National Hispanic Heritage month just ended, so although I’m a bit slow on the uptake, here’s a new addition to my archives, a review originally posted by the Elkhart Truth on December 1, 2015.
Warning: Beware the bad puns.
Thanks to Better World Books, 215 S. Main St. in Goshen, for providing me with books to review. You can find all of the books I review at the store.
Author Van Jensen and illustrator Jose Pimienta had some trouble finding a publisher for their graphic novel “The Leg.” Part of the problem was the story’s hero: as their Kickstarter video pitched it, the protagonist is “the strangest hero comics has ever seen.”
The history of comics boasts some pretty strange heroes, especially superheroes. Nevertheless, I think they might be right. The leg in the title belongs to Mexican General Santa Anna, a hero in Mexico’s 1838 Pastry War against France. Santa Anna was a pretty strange character himself: he lost his leg in battle, which was certainly common enough, but then he gave it—yes, the leg—an elaborate military funeral, and proceeded to become such a terrible politician that his constituents dug his leg back up and dragged it through the streets.
Weird, gross, epic—perfect for comics!—but still a bit of a stretch. Comics have a rich tradition within the genre of horror, certainly, so disembodied limbs and heads have been villains. But a severed limb as a hero?

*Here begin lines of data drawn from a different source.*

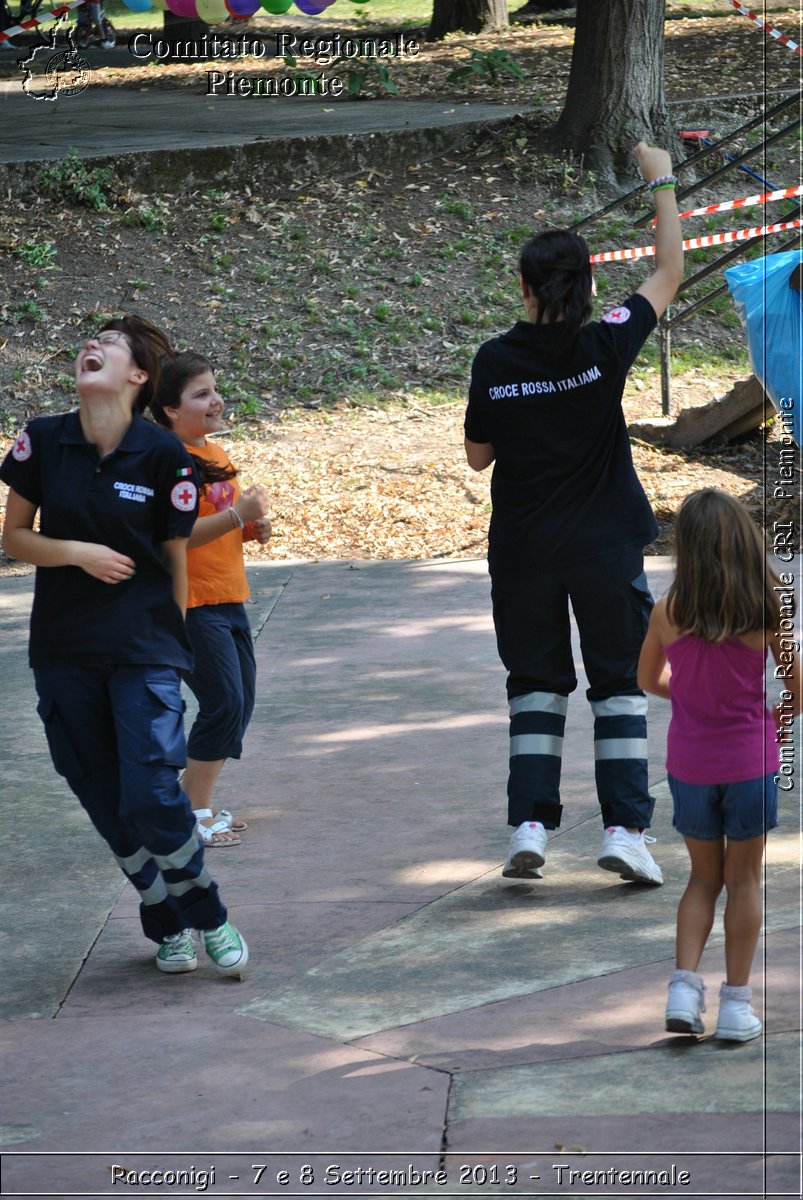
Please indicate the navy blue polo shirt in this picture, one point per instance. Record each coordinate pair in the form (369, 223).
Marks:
(563, 480)
(141, 495)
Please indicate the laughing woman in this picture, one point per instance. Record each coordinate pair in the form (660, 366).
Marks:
(117, 504)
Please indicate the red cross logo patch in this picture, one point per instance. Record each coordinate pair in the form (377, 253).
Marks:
(184, 496)
(22, 448)
(617, 316)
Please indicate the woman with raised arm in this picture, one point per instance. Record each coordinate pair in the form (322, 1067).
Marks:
(569, 525)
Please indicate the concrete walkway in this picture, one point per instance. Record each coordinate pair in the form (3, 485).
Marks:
(406, 1008)
(174, 139)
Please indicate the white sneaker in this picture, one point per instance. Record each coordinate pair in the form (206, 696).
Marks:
(527, 852)
(737, 1021)
(685, 1000)
(627, 853)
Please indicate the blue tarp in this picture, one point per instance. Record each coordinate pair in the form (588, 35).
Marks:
(772, 315)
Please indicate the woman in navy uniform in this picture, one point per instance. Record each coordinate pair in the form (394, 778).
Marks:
(569, 525)
(117, 499)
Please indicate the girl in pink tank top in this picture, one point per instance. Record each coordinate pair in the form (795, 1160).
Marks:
(706, 652)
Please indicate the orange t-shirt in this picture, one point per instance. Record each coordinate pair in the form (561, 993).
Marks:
(216, 571)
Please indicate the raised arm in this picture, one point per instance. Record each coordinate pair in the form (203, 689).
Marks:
(251, 507)
(659, 289)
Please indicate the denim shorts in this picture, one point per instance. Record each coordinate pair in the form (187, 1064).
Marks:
(739, 811)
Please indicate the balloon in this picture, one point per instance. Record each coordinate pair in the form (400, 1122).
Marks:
(214, 12)
(243, 9)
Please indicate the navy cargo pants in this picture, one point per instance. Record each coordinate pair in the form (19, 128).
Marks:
(611, 603)
(115, 732)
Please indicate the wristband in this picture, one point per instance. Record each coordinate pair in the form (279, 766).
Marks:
(663, 181)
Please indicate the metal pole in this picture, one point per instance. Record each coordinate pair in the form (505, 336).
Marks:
(666, 367)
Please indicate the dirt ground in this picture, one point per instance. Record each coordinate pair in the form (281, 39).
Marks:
(342, 317)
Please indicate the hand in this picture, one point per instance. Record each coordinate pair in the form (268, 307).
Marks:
(261, 531)
(653, 162)
(102, 563)
(253, 503)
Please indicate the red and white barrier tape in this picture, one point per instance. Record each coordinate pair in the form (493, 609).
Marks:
(767, 28)
(7, 34)
(714, 239)
(744, 202)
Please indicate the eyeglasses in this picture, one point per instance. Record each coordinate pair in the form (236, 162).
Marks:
(108, 337)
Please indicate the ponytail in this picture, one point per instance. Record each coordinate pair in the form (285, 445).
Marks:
(556, 268)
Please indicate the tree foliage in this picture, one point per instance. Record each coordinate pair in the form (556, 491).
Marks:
(616, 87)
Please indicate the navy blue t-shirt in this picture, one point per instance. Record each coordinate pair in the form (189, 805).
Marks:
(563, 480)
(141, 495)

Believe it or not, it works. Cue the spaghetti western music, and witness the Leg one hundred years after the war. He has been living a quiet life with a blind cobbler, but when a group of gangsters kills his friend, he sets off on a journey to avenge him:
Are you laughing a bit? I hope so. While this story incorporates some serious history, it fortunately doesn’t take itself too seriously. What’s amazing, however, is just how emotionally attached readers become to the Leg in this early part of the story, despite its lack of face or limbs.
When Jensen pitched the story to Pimienta in 2011, the artist loved the idea not just for its Mexican history—Pimienta grew up in Northern Mexico—but also for the challenge. Pimienta recently admitted that he also wasn’t sure at first how to pull off the illustrations. In a “Comics Alliance” interview from May 2014, he explains that he began by studying animation rather than stills, “a bunch of classic animation, and old animation exercises like the bag of flour or the bouncing ball,” and even the Pixar lamp—all of which manage to connect with audiences despite the lack of a face, or even limbs.
A sidekick also helps. Soon after the Leg sets off on his journey of revenge, he is befriended by a little girl named Ana, who has just escaped from a convent, and is on a journey of her own to reunite with her parents in the United States. Ana draws a face on the Leg, which multiplies its emotive possibilities.
A couple of plot twists later, Ana and the Leg have joined forces to save President Cardenas from an assassination attempt. Their star-studded cast of supporting characters from Mexican history and folklore include a wizard, a “Witch Wife,” and even the artists Frida Kahlo and Diego Rivera. While historical accuracy is one of the strengths of the book, the fantastical pages prove the most arresting:
Pages like this showcase Pimienta’s mastery of both nontraditional frames and contrast, not just of light and dark but also of lines. When the giant turns around to reveal sketchy eyes and Ralph Steadman-like ink splatters, their clash with the solid lines on the rest of the page create unsettling movement, pitching the reader into vertigo along with the Leg.
Giants and witches make this book’s official classification as “historical fiction” seem a bit of a stretch, but Pimienta put a lot of research into his images, particularly the street scenes.
Pimienta continually plays with the border between real and imagined, testing readers’ suspension of disbelief as they follow a disembodied leg through historical Mexico. On the above page, for example, he stretches out time and space, as the traditional nine frames coalesce into three long, but stuttered, panels.
Magical realism—particularly the Latin American branch, from Jorge Luis Borges to Gabriel Garcia Marquez and Isabel Allende—is more than just fantasy. “The Leg” proves a worthy successor by embedding significant cultural and political critique—of Mexican political corruption, as well as U.S. immigration policies—into its oft-fantastical universe.
But this book resonates well beyond such political specifics. As Jensen explained to “All-Comic” in a 2014 interview, “I think the underlying message is that life is far more magical and, well, weird than we realize,” a message that makes particular sense as we approach the holiday season in the U.S. An avenging disembodied leg sounds too unbelievable? Let’s not forget about that overweight guy who flies, fits down a chimney, and manages to keep the fringe on his suit white, to boot.